Par le Saker original – Le 6 juin 2015 – Source : thesaker.is
L’internet est en effervescence avec des articles affirmant que les États-Unis préparent une attaque nucléaire contre la Russie. Apparemment, tout a commencé avec un article dans le Web Socialiste Web Site intitulé US officials consider nuclear strikes against Russia [Les responsables états-uniens envisagent des frappes nucléaires contre la Russie]. Cet article a ensuite été repris par Global Research, qui a amélioré le titre en Military Madness : US Officials Consider Nuclear Strikes against Russia [Folie militaire : les responsables états-uniens envisagent des frappes nucléaires contre la Russie]. Ensuite, tous les autres ont repris le bobard provoquant la panique et ont couru derrière lui.
Tous cela n’a aucun sens.
Voici ce qu’il se passe en réalité.
Tout a vraiment commencé avec Associated Press qui a publié un article sur la façon dont les États-Unis pourraient déployer des missiles en Europe pour contrer la Russie [US might deploy missiles in Europe to counter Russia]. Notez bien que cette histoire originale parle de contrer, pas d’attaquer. Si vous lisez l’article, vous verrez que tout cela est très simple : certains cercles aux États-Unis accusent la Russie de déployer des missiles de portée intermédiaire en Europe en violation du Traité sur les forces nucléaires de portée intermédiaire (INF). Lorsqu’on a demandé aux huiles du Pentagone ce que les États-Unis pourraient faire à ce propos, leur réponse était prévisible à 100% : nous déploierons nos propres missiles. C’est tout.

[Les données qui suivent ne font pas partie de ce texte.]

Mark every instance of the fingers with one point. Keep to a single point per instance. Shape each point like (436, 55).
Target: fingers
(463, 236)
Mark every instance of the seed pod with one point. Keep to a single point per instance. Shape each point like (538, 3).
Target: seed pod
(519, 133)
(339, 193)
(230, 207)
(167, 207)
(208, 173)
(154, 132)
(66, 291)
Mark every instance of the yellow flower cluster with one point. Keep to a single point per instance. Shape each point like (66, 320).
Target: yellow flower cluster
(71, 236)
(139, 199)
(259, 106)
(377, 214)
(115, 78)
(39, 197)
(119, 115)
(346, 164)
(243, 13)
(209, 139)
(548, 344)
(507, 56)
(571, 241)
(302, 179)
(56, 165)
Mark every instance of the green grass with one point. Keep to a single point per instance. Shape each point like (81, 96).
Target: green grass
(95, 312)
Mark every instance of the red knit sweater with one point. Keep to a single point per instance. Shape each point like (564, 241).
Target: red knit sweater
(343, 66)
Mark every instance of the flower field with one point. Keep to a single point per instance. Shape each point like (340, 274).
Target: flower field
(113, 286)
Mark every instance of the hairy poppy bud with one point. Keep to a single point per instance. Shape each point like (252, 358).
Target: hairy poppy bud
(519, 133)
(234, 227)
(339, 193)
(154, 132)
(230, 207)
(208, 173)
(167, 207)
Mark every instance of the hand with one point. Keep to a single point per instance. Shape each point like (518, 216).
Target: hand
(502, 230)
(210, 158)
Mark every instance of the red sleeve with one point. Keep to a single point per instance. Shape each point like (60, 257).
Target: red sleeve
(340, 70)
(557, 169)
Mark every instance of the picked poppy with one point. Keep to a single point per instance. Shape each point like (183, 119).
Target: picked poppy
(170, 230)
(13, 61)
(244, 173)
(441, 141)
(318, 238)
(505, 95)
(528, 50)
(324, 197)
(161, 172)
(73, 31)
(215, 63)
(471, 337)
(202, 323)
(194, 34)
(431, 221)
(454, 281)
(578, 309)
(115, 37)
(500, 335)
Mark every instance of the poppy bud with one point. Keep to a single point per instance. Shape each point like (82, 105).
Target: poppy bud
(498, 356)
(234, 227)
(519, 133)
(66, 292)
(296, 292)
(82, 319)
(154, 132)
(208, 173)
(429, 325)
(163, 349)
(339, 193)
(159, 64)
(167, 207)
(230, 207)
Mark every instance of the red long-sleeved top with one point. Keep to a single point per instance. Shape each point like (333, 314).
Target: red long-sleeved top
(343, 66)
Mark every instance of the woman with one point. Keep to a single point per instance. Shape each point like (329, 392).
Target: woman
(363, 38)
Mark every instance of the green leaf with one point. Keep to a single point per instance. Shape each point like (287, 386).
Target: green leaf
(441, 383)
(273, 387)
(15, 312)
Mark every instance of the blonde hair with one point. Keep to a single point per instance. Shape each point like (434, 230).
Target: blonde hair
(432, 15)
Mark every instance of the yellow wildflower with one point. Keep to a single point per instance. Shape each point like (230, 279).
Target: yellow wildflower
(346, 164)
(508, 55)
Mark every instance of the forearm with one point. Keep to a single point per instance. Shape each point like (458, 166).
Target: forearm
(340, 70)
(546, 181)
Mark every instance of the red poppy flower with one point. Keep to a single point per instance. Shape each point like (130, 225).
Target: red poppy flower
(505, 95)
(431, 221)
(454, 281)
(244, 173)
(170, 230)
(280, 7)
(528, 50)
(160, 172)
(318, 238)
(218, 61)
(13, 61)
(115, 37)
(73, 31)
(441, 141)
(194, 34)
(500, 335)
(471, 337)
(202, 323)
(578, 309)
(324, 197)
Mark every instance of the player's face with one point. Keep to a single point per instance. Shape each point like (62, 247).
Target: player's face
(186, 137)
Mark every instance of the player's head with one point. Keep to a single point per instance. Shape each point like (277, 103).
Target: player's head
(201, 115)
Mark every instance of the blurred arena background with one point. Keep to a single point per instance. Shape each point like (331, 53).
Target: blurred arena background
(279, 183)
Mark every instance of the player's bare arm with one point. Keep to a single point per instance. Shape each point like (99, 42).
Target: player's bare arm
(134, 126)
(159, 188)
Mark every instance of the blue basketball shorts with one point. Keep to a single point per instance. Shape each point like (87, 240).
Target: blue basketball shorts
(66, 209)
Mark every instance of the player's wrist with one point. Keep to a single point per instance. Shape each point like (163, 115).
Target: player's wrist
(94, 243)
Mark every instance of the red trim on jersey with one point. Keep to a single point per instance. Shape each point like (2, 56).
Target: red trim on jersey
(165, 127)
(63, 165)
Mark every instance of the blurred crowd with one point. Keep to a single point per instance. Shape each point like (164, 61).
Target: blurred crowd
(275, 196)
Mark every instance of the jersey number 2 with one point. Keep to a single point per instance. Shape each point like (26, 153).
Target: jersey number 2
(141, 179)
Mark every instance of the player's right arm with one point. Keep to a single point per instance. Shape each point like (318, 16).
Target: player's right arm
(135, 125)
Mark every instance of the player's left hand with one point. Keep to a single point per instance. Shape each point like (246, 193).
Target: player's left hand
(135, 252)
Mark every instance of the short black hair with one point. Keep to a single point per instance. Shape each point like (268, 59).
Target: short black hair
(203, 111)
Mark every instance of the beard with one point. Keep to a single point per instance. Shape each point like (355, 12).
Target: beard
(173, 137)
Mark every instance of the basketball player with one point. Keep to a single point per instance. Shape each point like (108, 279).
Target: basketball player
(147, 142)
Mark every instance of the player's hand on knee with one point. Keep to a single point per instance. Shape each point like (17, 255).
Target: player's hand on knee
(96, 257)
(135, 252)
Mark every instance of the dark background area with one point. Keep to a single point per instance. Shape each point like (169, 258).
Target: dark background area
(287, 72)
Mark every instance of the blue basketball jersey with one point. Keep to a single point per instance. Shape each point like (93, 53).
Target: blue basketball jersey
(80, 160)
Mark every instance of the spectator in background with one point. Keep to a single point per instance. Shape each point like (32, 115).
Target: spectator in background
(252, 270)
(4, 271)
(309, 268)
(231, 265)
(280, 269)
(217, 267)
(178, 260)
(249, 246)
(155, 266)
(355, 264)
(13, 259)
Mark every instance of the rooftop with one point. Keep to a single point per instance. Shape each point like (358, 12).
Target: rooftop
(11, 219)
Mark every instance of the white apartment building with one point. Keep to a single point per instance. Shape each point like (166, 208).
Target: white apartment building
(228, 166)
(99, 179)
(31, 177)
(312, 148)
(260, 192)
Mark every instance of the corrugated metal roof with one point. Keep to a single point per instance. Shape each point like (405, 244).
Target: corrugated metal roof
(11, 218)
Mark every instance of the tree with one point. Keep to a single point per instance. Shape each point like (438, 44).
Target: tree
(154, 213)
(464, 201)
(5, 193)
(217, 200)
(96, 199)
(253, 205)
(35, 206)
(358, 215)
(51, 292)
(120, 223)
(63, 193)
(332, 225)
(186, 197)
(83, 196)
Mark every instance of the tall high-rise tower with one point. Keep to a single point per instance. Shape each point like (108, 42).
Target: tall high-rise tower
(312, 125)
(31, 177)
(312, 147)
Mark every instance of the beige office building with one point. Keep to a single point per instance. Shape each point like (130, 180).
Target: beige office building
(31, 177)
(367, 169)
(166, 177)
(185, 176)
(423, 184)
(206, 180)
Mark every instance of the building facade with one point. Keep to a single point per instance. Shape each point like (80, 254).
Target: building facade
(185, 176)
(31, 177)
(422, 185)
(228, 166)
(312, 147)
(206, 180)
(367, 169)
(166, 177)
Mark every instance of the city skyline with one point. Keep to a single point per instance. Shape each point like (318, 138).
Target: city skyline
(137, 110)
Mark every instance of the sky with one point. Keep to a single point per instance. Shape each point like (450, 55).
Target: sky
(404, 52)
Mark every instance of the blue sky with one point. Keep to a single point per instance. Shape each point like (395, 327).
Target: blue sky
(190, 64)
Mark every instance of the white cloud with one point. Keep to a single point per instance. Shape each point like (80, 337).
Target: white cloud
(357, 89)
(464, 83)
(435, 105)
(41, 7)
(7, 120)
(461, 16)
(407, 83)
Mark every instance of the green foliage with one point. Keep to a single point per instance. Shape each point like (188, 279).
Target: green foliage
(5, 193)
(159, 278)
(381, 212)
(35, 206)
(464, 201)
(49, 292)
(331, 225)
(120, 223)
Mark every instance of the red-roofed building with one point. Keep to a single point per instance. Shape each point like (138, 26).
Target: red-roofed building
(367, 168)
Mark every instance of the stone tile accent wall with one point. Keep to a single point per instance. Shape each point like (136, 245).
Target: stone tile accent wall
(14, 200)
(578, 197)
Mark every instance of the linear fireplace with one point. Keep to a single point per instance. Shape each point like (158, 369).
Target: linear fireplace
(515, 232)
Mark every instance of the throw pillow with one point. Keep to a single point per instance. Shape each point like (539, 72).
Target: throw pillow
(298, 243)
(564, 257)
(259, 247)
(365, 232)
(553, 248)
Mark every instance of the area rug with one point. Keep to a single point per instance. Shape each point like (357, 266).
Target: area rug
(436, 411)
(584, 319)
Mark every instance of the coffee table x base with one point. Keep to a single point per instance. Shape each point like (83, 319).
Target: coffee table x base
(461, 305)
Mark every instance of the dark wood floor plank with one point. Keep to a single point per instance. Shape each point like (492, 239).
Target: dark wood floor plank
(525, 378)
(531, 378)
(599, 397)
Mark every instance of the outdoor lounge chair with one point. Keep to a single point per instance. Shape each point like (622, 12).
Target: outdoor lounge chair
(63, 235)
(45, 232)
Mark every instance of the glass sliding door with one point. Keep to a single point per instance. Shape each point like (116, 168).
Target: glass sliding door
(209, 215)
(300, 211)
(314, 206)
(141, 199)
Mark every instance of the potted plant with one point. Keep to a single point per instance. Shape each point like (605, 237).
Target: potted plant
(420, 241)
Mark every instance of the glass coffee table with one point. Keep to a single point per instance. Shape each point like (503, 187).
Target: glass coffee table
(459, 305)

La première question est de savoir si la Russie a fait quelque chose pour violer le traité INF. Un excellent article dans le National Interest titré Is Russia violating the INF treaty [La Russie viole-t-elle le traité INF] explique tout : cette affaire n’est fondée sur rien. Enfin bon, presque rien. Voici ce qui a provoqué toute cette panique :
1. La Russie a tiré quelques ICBM (missiles intercontinentaux à longue portée) une ou deux fois à une distance plus courte, ce qui a placé leur trajectoire en dessous de la limite maximale prévue par l’INF. Mais puisque personne ne conteste que ces missiles sont des ICBM, cela ne signifie vraiment absolument rien.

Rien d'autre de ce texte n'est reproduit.